The Principal Commissioner of Income Tax (PCIT) noted from the annual report of the assessee-company Gujarat Urja Vikas Nigam Ltd, forming parts of the accounts for the impugned year that the assessee-company was formed by way of restructuring of Gujarat Electricity Board (GEB) resulting in formation of seven companies, including the assessee-company and the assessee company being the holding company and other six its subsidiaries.
As a result of this restructuring, the Notes revealed, the Master Trust being managed by the Life Insurance Corporation of India on behalf of GEB for the gratuity liability to its employees, was inherited by the assessee, and the assessee-company was providing for the gratuity liabilities of all the companies formed by restructuring. The PCIT held that though inheritance of the Master Trust by the assessee from the GEB was lawful, but as regards the provision of the Income Tax Act, the trust needed to be approved for each subsidiary separately for allowance of gratuity provided for by the assessee.

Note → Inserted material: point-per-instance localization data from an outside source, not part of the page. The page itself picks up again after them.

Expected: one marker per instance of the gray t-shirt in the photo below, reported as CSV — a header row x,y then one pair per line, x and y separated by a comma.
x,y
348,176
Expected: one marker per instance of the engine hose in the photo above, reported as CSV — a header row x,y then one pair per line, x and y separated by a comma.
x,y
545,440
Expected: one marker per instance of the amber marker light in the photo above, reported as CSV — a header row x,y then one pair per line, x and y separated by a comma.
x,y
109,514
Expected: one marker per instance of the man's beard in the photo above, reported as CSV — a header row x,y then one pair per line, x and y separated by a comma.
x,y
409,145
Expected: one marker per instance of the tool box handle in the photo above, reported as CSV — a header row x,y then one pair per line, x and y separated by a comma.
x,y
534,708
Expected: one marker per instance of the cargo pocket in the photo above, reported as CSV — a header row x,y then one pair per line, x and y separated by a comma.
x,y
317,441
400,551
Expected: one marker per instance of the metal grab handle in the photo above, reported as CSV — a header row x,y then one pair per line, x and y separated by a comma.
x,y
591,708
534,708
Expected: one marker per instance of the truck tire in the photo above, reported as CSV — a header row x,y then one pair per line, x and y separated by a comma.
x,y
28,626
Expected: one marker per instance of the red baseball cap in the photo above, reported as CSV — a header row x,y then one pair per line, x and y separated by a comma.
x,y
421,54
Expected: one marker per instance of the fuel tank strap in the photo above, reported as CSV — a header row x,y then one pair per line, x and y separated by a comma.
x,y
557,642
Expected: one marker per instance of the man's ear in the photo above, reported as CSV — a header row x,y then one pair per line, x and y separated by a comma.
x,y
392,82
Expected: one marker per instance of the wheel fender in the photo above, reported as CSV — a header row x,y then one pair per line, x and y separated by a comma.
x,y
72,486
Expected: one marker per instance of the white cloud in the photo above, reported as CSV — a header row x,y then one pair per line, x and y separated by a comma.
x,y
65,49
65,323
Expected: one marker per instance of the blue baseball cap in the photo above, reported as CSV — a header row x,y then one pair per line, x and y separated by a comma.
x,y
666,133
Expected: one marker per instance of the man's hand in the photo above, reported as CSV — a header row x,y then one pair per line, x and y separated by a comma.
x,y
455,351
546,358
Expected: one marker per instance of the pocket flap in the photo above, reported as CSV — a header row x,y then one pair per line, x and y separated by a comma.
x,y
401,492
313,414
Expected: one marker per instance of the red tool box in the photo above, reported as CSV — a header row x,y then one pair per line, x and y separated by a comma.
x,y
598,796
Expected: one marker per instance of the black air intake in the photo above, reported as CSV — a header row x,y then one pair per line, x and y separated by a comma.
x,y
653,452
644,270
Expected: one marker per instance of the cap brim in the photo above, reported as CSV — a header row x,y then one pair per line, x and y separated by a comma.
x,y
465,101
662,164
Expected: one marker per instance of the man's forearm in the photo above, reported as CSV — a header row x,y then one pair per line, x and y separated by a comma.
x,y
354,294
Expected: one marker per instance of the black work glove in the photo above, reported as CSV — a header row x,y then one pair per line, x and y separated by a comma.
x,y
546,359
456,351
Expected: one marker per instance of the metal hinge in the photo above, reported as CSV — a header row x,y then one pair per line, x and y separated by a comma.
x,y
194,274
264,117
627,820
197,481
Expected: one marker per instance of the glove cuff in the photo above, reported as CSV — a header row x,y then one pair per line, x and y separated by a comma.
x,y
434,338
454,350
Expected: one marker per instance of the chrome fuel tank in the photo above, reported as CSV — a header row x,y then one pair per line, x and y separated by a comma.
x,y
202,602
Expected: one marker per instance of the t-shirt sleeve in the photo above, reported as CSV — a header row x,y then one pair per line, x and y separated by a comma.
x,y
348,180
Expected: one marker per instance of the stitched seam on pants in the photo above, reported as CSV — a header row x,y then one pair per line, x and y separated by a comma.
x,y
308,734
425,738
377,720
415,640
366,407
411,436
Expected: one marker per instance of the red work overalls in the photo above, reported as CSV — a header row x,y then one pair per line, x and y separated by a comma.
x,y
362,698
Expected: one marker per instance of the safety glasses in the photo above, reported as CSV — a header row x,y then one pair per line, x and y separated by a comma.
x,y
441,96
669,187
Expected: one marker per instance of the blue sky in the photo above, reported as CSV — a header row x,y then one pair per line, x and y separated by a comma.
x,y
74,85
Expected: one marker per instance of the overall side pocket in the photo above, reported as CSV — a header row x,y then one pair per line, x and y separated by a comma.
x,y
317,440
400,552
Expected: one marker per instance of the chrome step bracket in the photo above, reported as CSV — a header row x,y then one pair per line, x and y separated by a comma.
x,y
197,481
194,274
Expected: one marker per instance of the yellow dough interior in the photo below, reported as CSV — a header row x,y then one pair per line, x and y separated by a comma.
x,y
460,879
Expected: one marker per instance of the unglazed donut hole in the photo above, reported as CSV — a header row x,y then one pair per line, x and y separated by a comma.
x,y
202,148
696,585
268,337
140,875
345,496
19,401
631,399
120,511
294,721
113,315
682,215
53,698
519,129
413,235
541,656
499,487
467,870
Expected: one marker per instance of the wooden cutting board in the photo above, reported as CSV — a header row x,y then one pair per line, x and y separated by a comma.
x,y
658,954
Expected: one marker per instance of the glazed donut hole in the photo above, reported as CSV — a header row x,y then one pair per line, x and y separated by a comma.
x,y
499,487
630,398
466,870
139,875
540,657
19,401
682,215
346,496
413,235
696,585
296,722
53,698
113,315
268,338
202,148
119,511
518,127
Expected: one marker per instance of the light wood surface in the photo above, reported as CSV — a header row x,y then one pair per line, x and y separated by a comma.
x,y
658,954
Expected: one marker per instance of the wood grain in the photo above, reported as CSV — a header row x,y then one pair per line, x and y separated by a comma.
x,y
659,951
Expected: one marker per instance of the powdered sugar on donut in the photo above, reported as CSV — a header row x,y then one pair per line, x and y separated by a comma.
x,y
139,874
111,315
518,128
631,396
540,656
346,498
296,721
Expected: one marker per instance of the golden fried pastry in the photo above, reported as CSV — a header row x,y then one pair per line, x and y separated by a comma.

The held that in view of separate approval not being taken by the different companies formed on the restructuring of the GEB, the contribution on account of gratuity to the Master Trust was not allowable in terms of provision of the Income Tax Act, and therefore, the assessment order allowing the assessee’s claim to the same was in error causing prejudice to the Revenue.
M.J. Shah, on behalf of the assessee contended that once the approval was granted to the Master Trust, it continued to be applicable to all the companies subsequently formed by restructuring, and there was no requirement for taking separate exemption for the purpose of claiming contribution to the gratuity fund. It was also pointed out that this Master Trust was being assessed by the Income Tax Department in the past many years, and therefore there was no violation of any provision of the Act.
He further pointed out that the Apex Court in the case of Text Cool company had already laid down the proposition that where the contributions were made to a fund over which the assessee had no control and all the contributions made to the said fund ultimately we’re going back to the assessee’s employees’ gratuity, which was approved by the Commissioner, then the conditions stipulated in Section 35(1)(v) of the Income Tax Act stood satisfied.
The two-member Bench of Annapurna Gupta, (Accountant Member) and Madhumita Roy, (Judicial Member), allowed this ground of appeal filed by the assessee holding that the Master Trust having been granted approval by the Commissioner, the initial restructuring of the GEB had brought out no change in the character or functioning of the Trust. Therefore, the requirement of entities, which were created on account of restructuring of GEB , seeking approval afresh of the Master Trust, was nothing but a mere but a mere technicality, and the assessee’s claim of contribution to this Trust could not be denied on account of not fulfilling this technical requirement technicality, and the assessee’s claim of contribution to this Trust could not be denied on account of not fulfilling this technical requirement.